# Patio - mason sand for subbase issues?



## concretemasonry (Oct 10, 2006)

A proper paver patio installation consists of a compacted base (up to 8" thick) over the subbase. The base material should the same material that is put under an driveway and should be sloped to the grade you want for drainage.

Over the base you need a uniform 1" thick uncompacted sand setting bed (usually concrete sand or coarse mason's sand depending on the local terms). Then sett the pavers and the edge restraints and spread light dose of mason's sand and vibrate with a plate vibrator to even out the surface and draw the sand up into and down into the tight joints to provide a very strong and stable surface.
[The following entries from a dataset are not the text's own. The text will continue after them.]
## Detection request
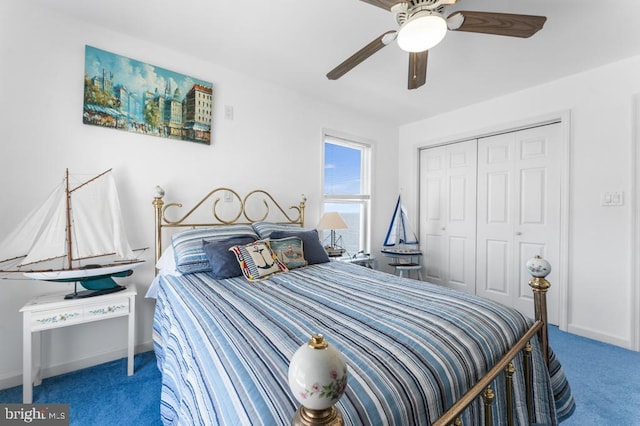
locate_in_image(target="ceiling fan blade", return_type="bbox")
[327,30,397,80]
[360,0,408,10]
[447,11,547,38]
[408,50,429,90]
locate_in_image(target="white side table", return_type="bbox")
[20,284,137,404]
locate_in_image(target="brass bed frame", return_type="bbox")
[152,186,550,426]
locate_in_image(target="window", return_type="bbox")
[323,134,371,256]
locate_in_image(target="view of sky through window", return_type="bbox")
[324,143,362,195]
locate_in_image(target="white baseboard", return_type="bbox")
[567,324,632,349]
[0,341,153,390]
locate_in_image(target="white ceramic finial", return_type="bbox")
[527,255,551,278]
[289,334,347,410]
[155,185,164,198]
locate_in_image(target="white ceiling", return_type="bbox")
[33,0,640,124]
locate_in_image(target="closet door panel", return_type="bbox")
[477,124,560,323]
[420,140,477,293]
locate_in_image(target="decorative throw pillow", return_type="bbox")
[202,235,256,279]
[268,237,307,269]
[271,229,329,265]
[229,241,288,281]
[171,225,258,274]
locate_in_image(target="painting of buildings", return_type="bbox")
[82,46,213,144]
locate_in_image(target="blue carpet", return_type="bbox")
[0,327,640,426]
[549,326,640,426]
[0,352,162,426]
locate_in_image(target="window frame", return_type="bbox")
[320,131,373,256]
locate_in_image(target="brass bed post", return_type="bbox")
[152,186,164,262]
[527,255,551,367]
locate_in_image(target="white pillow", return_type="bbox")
[156,245,182,277]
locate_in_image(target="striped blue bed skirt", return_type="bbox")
[153,262,574,426]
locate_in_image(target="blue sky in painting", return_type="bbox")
[84,46,213,96]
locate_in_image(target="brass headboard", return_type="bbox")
[152,186,307,261]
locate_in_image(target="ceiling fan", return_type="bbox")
[327,0,547,89]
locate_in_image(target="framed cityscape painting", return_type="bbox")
[82,46,213,145]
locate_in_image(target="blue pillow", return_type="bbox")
[271,229,329,265]
[171,224,258,274]
[202,235,256,279]
[251,222,309,240]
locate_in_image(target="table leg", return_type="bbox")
[22,312,33,404]
[127,296,136,376]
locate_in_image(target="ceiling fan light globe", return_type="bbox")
[398,11,447,52]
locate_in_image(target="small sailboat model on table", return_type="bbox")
[0,169,144,298]
[380,196,422,266]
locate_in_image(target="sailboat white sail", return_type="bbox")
[0,170,144,296]
[381,195,420,255]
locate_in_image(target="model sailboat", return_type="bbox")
[381,195,422,257]
[0,169,144,298]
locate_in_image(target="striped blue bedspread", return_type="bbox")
[153,262,574,426]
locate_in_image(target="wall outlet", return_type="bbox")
[602,191,624,207]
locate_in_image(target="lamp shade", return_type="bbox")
[398,10,447,52]
[317,212,348,229]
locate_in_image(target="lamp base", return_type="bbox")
[291,405,344,426]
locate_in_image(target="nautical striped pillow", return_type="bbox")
[229,241,289,281]
[171,225,258,274]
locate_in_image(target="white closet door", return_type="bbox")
[476,124,561,324]
[420,139,477,294]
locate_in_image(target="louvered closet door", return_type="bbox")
[420,139,477,294]
[476,124,561,324]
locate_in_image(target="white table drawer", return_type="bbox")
[31,307,83,329]
[84,299,129,321]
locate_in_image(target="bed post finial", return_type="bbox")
[288,334,348,426]
[151,186,164,262]
[527,255,551,365]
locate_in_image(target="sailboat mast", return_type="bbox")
[65,169,73,269]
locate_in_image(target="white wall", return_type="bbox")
[0,0,398,387]
[399,57,640,350]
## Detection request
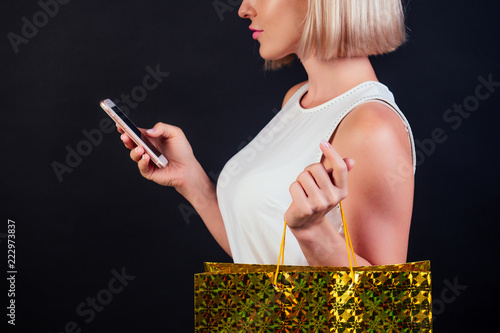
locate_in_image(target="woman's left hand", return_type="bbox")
[285,141,354,229]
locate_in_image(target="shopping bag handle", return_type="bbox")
[274,202,357,286]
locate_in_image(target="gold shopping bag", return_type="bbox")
[194,201,432,332]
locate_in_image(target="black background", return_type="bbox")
[0,0,500,333]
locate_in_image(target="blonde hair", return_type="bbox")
[266,0,406,69]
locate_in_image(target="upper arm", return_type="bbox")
[332,102,414,265]
[281,81,307,108]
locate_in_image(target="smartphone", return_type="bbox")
[100,99,168,168]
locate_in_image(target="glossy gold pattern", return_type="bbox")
[194,261,432,332]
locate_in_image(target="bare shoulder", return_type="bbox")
[281,81,307,107]
[334,102,410,151]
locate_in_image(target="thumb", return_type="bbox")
[344,158,356,171]
[145,123,180,139]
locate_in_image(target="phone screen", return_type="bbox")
[111,105,161,156]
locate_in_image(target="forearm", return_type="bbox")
[290,217,371,267]
[176,162,231,256]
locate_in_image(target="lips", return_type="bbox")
[249,27,264,39]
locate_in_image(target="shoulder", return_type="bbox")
[281,81,307,107]
[334,102,410,154]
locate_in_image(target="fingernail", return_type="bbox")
[321,140,331,148]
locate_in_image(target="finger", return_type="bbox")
[137,154,155,179]
[120,133,137,149]
[289,182,307,209]
[305,163,333,190]
[344,158,356,171]
[144,123,180,139]
[297,170,320,199]
[130,146,147,162]
[320,140,349,189]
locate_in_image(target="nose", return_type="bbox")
[238,0,256,19]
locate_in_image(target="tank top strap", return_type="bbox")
[318,81,417,173]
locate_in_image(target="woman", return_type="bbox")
[117,0,415,266]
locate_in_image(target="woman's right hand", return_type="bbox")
[118,123,199,190]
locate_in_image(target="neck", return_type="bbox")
[301,56,378,108]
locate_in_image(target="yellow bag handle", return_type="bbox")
[274,202,357,286]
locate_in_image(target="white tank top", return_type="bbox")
[217,81,416,265]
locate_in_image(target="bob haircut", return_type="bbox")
[265,0,406,69]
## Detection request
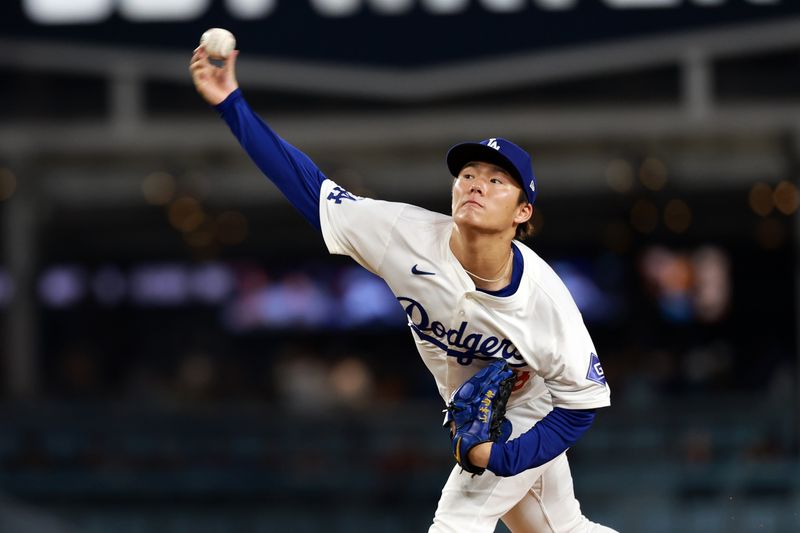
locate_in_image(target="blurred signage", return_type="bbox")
[0,0,800,66]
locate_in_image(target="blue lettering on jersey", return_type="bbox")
[397,296,527,368]
[586,353,606,385]
[327,187,358,204]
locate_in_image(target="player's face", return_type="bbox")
[452,161,533,234]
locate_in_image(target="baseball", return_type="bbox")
[200,28,236,59]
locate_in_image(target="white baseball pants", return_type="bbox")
[429,452,614,533]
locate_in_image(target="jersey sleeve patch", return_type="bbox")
[326,185,361,204]
[586,353,606,385]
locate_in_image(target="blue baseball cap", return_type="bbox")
[447,137,536,204]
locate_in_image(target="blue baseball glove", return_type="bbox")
[445,359,517,475]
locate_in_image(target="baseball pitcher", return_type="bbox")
[190,45,612,533]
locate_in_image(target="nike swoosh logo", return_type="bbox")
[411,265,436,276]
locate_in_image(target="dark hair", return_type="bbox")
[514,190,533,241]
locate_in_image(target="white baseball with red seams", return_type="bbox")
[200,28,236,59]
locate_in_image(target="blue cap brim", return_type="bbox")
[447,143,526,189]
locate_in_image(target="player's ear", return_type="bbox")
[514,202,533,225]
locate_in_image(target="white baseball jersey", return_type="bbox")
[320,180,610,425]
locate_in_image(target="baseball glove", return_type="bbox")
[445,359,517,475]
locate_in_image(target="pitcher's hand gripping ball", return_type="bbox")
[447,359,517,475]
[200,28,236,59]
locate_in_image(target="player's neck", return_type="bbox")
[450,227,513,290]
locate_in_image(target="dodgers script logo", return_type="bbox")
[397,296,526,367]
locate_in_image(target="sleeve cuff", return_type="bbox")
[214,87,242,115]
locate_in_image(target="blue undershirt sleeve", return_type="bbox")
[214,89,326,230]
[487,407,595,476]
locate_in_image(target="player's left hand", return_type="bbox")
[447,359,516,475]
[189,45,239,105]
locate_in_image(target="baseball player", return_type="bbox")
[190,46,612,533]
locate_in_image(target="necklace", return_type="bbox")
[461,250,514,283]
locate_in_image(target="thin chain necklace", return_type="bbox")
[461,250,514,283]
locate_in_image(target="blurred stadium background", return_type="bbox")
[0,0,800,533]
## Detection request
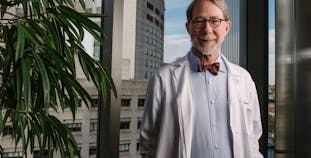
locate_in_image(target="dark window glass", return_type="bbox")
[147,2,153,11]
[64,123,82,132]
[121,99,131,107]
[146,13,153,22]
[154,19,160,26]
[119,143,130,152]
[90,121,97,132]
[33,150,48,158]
[92,98,98,108]
[136,143,139,151]
[120,121,130,129]
[138,98,145,107]
[89,146,96,156]
[2,126,13,136]
[156,8,160,15]
[137,120,141,129]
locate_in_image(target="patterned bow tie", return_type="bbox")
[198,57,220,75]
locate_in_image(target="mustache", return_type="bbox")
[199,35,216,41]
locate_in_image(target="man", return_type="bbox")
[140,0,262,158]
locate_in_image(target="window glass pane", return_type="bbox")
[268,0,275,158]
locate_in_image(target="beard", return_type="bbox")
[191,40,221,56]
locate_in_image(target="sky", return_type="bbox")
[164,0,275,85]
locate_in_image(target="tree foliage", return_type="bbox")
[0,0,116,157]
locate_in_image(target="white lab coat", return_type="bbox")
[140,55,263,158]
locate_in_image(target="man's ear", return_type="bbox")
[226,20,231,33]
[185,21,191,35]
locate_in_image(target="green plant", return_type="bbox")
[0,0,116,157]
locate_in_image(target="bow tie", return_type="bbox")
[198,56,220,75]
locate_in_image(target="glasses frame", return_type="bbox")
[189,17,228,29]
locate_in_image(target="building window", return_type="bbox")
[145,71,148,79]
[89,146,97,156]
[121,99,131,107]
[160,14,164,21]
[147,2,153,11]
[93,39,100,58]
[120,121,130,129]
[155,8,160,15]
[33,150,49,158]
[138,98,145,107]
[64,123,82,132]
[146,13,153,22]
[154,19,160,26]
[91,98,98,108]
[77,99,82,108]
[85,8,92,13]
[137,120,141,129]
[2,125,13,136]
[1,151,23,158]
[136,143,139,151]
[96,7,102,13]
[90,121,97,132]
[119,143,130,152]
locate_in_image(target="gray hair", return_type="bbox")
[186,0,229,22]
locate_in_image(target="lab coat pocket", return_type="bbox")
[241,100,253,135]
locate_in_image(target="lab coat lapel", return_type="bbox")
[173,55,194,158]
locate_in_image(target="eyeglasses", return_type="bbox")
[189,18,227,28]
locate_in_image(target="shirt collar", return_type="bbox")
[188,49,227,72]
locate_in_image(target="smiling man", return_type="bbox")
[140,0,262,158]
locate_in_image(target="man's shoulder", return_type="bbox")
[157,56,187,74]
[227,58,252,79]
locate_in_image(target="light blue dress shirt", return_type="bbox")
[188,51,233,158]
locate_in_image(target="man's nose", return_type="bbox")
[203,21,213,33]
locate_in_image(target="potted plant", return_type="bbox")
[0,0,116,157]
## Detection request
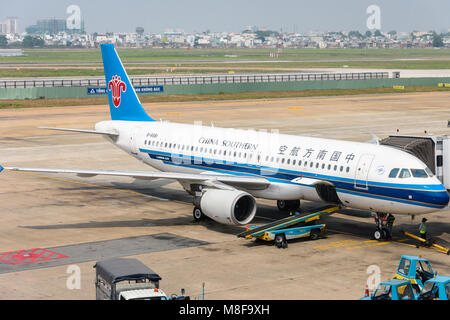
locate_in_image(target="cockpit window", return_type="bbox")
[389,168,400,178]
[411,169,428,178]
[398,169,411,178]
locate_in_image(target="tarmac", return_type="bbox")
[0,92,450,300]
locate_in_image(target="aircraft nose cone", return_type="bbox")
[429,186,450,206]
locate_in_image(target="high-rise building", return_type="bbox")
[25,18,84,34]
[25,18,66,34]
[0,17,19,34]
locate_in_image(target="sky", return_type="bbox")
[0,0,450,33]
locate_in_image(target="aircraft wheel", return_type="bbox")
[277,200,300,211]
[309,229,320,240]
[192,207,205,222]
[373,229,383,240]
[277,200,288,211]
[275,234,287,248]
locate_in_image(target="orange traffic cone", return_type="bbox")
[364,284,370,297]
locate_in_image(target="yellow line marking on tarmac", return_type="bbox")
[346,240,390,250]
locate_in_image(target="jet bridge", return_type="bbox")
[379,135,450,190]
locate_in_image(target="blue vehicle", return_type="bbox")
[361,279,418,300]
[419,276,450,300]
[394,255,436,294]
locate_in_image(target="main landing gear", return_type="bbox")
[277,200,300,211]
[192,207,205,222]
[372,212,392,240]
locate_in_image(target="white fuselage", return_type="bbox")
[95,120,449,215]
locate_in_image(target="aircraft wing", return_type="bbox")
[0,167,270,190]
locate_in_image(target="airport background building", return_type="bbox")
[0,17,19,34]
[25,18,84,35]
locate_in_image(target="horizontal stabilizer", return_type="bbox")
[38,127,119,136]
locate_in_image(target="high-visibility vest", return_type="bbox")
[419,223,427,234]
[388,216,395,225]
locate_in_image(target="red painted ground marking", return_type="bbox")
[0,248,68,265]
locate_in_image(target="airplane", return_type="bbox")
[0,44,449,240]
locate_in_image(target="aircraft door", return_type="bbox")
[355,153,375,190]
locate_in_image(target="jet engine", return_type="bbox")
[200,189,256,225]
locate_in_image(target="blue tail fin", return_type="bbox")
[101,44,154,121]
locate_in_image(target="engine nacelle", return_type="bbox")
[200,189,256,225]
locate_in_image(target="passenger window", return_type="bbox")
[411,169,428,178]
[389,168,400,178]
[398,169,411,178]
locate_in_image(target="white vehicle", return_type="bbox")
[0,44,449,238]
[94,258,167,300]
[119,289,167,300]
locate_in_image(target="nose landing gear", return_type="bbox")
[372,212,393,240]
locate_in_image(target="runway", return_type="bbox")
[0,92,450,299]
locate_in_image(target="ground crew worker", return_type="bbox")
[419,218,427,240]
[386,213,395,238]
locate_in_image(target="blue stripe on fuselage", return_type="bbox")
[139,149,448,208]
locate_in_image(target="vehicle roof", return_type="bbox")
[380,279,411,286]
[426,276,450,283]
[120,289,166,300]
[94,258,161,283]
[402,255,428,262]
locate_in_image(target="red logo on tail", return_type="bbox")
[108,75,127,108]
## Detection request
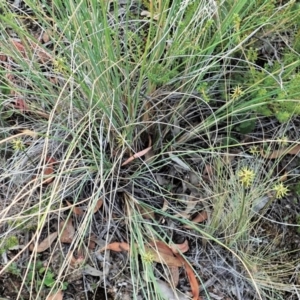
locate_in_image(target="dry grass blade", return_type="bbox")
[99,242,130,252]
[122,146,152,166]
[46,290,64,300]
[29,231,58,253]
[94,198,103,213]
[176,254,202,300]
[260,145,300,159]
[59,218,75,244]
[66,201,84,216]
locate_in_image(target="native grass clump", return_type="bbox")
[0,0,300,300]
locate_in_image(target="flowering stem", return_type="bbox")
[235,189,246,232]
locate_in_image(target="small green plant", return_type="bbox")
[237,167,255,188]
[0,235,19,254]
[25,260,68,290]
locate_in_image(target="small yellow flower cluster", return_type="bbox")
[53,57,67,73]
[249,146,260,156]
[11,139,26,151]
[141,251,155,264]
[273,182,289,199]
[237,167,255,187]
[230,85,244,101]
[276,136,289,147]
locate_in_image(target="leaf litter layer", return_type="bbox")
[0,0,300,300]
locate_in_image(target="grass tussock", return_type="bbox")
[0,0,300,300]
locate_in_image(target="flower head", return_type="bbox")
[230,85,244,100]
[249,146,260,155]
[276,136,289,147]
[273,182,289,199]
[237,167,255,187]
[11,139,26,151]
[141,251,155,264]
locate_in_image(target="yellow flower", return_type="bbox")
[238,167,255,187]
[273,182,289,199]
[53,57,67,73]
[11,139,26,151]
[230,85,244,100]
[249,146,260,155]
[276,136,289,147]
[141,251,155,264]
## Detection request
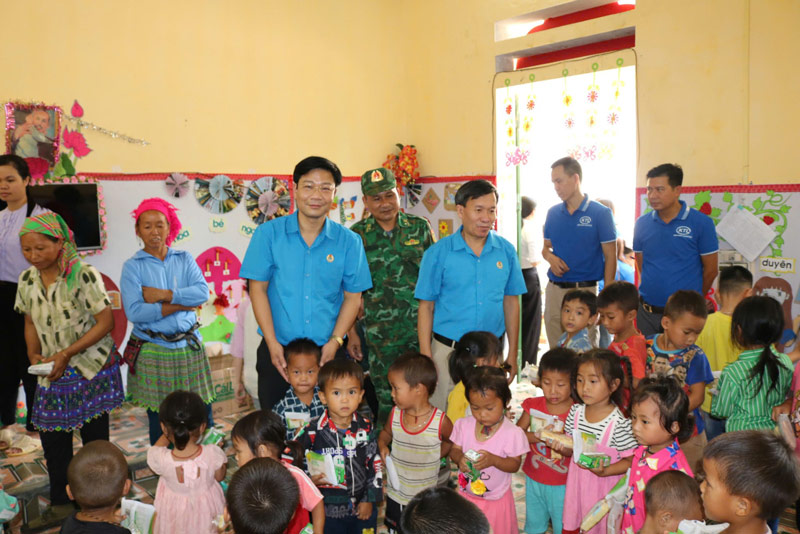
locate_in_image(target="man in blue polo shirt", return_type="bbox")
[542,157,617,348]
[414,180,526,410]
[240,156,372,410]
[633,163,719,336]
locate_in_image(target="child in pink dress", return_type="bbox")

You did not say whether you had clay pavers or the far more common interlocking concrete pavers and the installation described is the classic method for interlocking concrete pavers.

Compare that to what you have on your hands now.

It must have been a quick, sudden shower because a normal patio can be set in a couple of hours unless the stone setter does not have any help and has to run around for more pavers.

Dick


----------



## merchant (Aug 29, 2011)

my question was it is okay to use mason sand as sub base and will it withstand rain and snow or will it get very wobly


----------



## concretemasonry (Oct 10, 2006)

Mason sand cnnot be conpacted in the way most base materials are. When it is damp, it may look compacted, but when it gets dry or wetter it becomes unstable and it can be expected to allow movement.

The installation steps I listed were generalized from the more technical standards that are on the web site for the Interlocking Concrete Paver Institute (ICPI) at icpi.org (I think). These can be relazed a little bit for a patio, but not for a street or a parking lot.

Unfortunately the term "concrete sand" and "mason sand" are variable and regional and they actually overlap in most technical standards. - To answer youe question quickly, mason sand is not an appropriate base.

The only place I would use mason sand would be to spread lightly over the set pavers is because the fineness allows it to be vibrated into the tight joints.

Dick


----------



## jomama45 (Nov 13, 2008)

If you already have the mason sand, you could use it with OK results IMO, but never more than 1" thick, and it needs to be somewhat uniform.


----------



## merchant (Aug 29, 2011)

i have called a guy to remove the pavers, remove sand and redo it. Lets hope he will show up.


----------